Other works also allude to the region’s violence. Bogotá gallery Beatriz Esguerra Arte is showing local artist Pedro Ruiz’s bold, five-foot-long painting Displacement #204 (2019), which shows a man in a loincloth piloting a canoe, surreally transporting a giant tract of lush, green jungle. The piece refers to the forced displacement of millions of Colombians through decades of conflict, a subject that resounds with a number of other artists showing at ArtBo.
“Colombia has fantastic art and great stories to tell in terms of politics and geography and in so many ways, and hasn’t quite been discovered,” said Esguerra, who has shown in every edition of the fair to date, during the fair’s VIP preview on Wednesday.

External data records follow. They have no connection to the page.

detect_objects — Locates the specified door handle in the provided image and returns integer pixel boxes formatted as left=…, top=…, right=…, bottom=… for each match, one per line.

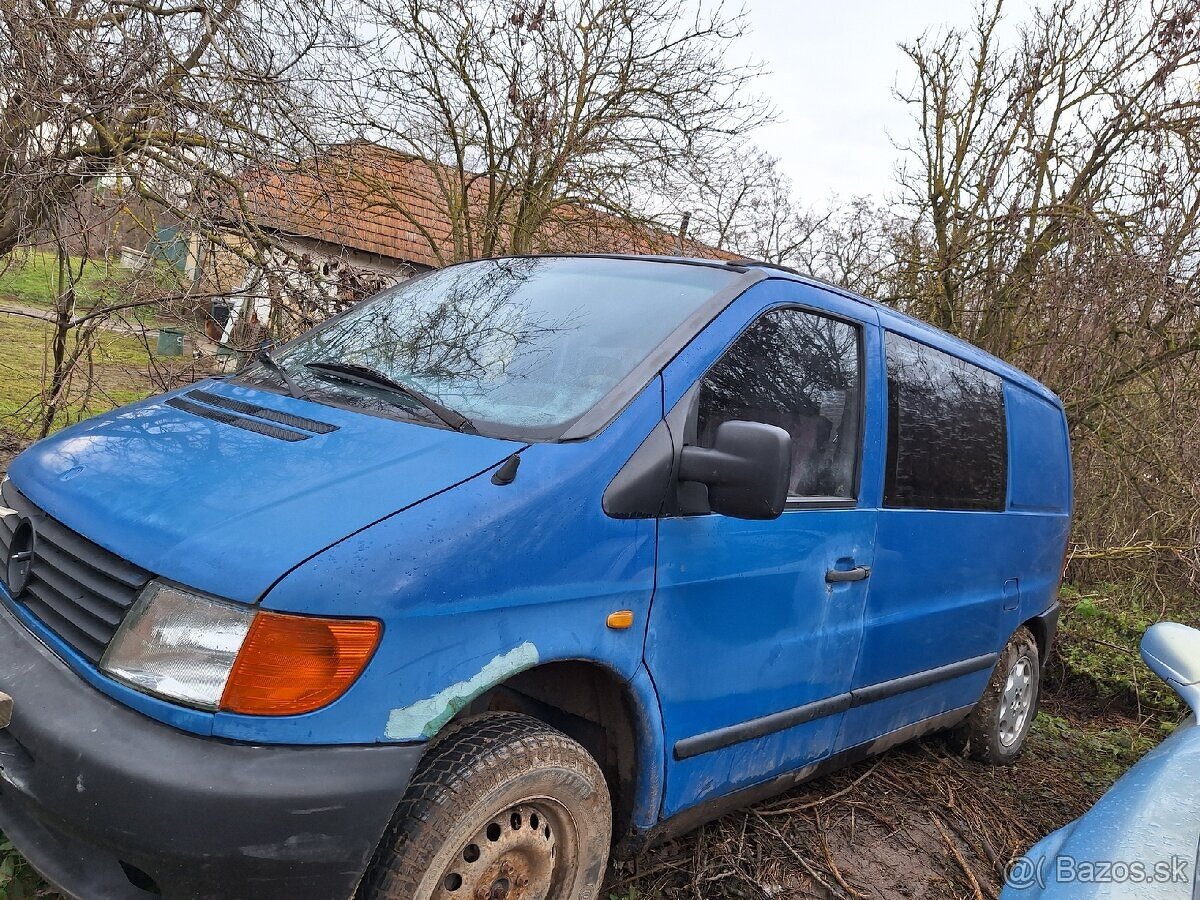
left=825, top=566, right=871, bottom=583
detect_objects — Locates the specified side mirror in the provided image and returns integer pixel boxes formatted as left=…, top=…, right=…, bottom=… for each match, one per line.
left=1140, top=622, right=1200, bottom=716
left=678, top=420, right=791, bottom=520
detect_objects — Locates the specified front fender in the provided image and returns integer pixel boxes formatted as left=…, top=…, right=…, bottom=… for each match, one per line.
left=207, top=381, right=664, bottom=745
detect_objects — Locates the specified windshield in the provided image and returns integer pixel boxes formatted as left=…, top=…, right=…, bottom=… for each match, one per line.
left=239, top=257, right=741, bottom=439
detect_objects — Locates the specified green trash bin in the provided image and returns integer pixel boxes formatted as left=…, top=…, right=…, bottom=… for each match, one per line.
left=156, top=327, right=185, bottom=357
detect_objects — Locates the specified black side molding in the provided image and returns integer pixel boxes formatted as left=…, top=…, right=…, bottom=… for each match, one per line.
left=672, top=652, right=999, bottom=760
left=850, top=652, right=997, bottom=707
left=674, top=693, right=852, bottom=761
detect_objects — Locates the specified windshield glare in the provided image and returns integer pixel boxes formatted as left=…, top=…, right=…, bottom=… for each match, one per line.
left=243, top=257, right=739, bottom=438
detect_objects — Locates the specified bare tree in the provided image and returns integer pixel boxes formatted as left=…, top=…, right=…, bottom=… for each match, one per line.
left=683, top=146, right=825, bottom=265
left=0, top=0, right=343, bottom=256
left=340, top=0, right=771, bottom=262
left=893, top=0, right=1200, bottom=353
left=0, top=0, right=345, bottom=434
left=888, top=0, right=1200, bottom=586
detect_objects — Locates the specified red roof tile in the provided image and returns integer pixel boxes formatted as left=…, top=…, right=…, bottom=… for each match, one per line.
left=238, top=143, right=740, bottom=267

By the end of Thursday, she reported having sold two dozen works.
As perhaps suited an event based on international trade—only about half ArtBo’s buyers are Colombian, according to Paz Gaviria—several artists took on commerce itself as a subject in their work.
Herlitzka + Faria, of Buenos Aires, is displaying several works by Candaleria Traverso, a young Argentinian artist concerned with global commerce especially as it moves through informal economies. She sews into large banners pieces of synthetic fabric that is used to bag up bundles of clothes that make a circuitous international journey from the First World, where they are exported to Asia for recycling before winding up with street vendors in Latin America; central to each abstract banner is the geometry of an Inca-style stepped pyramid.
“ArtBo is doing a great job of increasing the Colombian collector base in a country that doesn’t have such a tradition of collecting,” said Henrique Faria, who has participated in most editions of ArtBo.
Alejandro Sánchez, an artist in his 30s, is showing wall-hung relief sculptures of tiny, molded resin shipping containers arranged in a grid, bringing international channels of trade into Minimalist order but with eye-candy colors, at Bogotá’s Galería La Cometa. Angela Espita, the gallery’s special projects manager, points out that such containers have harbored not only goods but also migrants coming to Latin America. The works are on offer for $6,500. By Thursday, the gallery had sold a half-dozen works by contemporary artists at up to $7,000, and one work for $20,000.
Art fairs can be exhausting, and visitors could do worse than to sit on the floor and relax with a cup of tea with artist Manuel Mendoza Sánchez. Embajada’s booth is lined with the artist’s very funny vases, which are covered with imagery on themes ranging from Michael Jordan to the popularization of yoga to albino animals. (By day’s end Thursday, Rivera had sold a handful of collages and a few vases at up to $2,200.) They’re inspired by the ancient function of similar ceramic vessels used to transport commodities as well as, through their decoration, to tell stories.
Over a spicy brew, the artist explained that tea appeals to him as an ancient commodity that may have been transported internationally in containers such as these as part of the earliest global trade. The drink went down smoothly as we sat at the center of a modern-day international bazaar.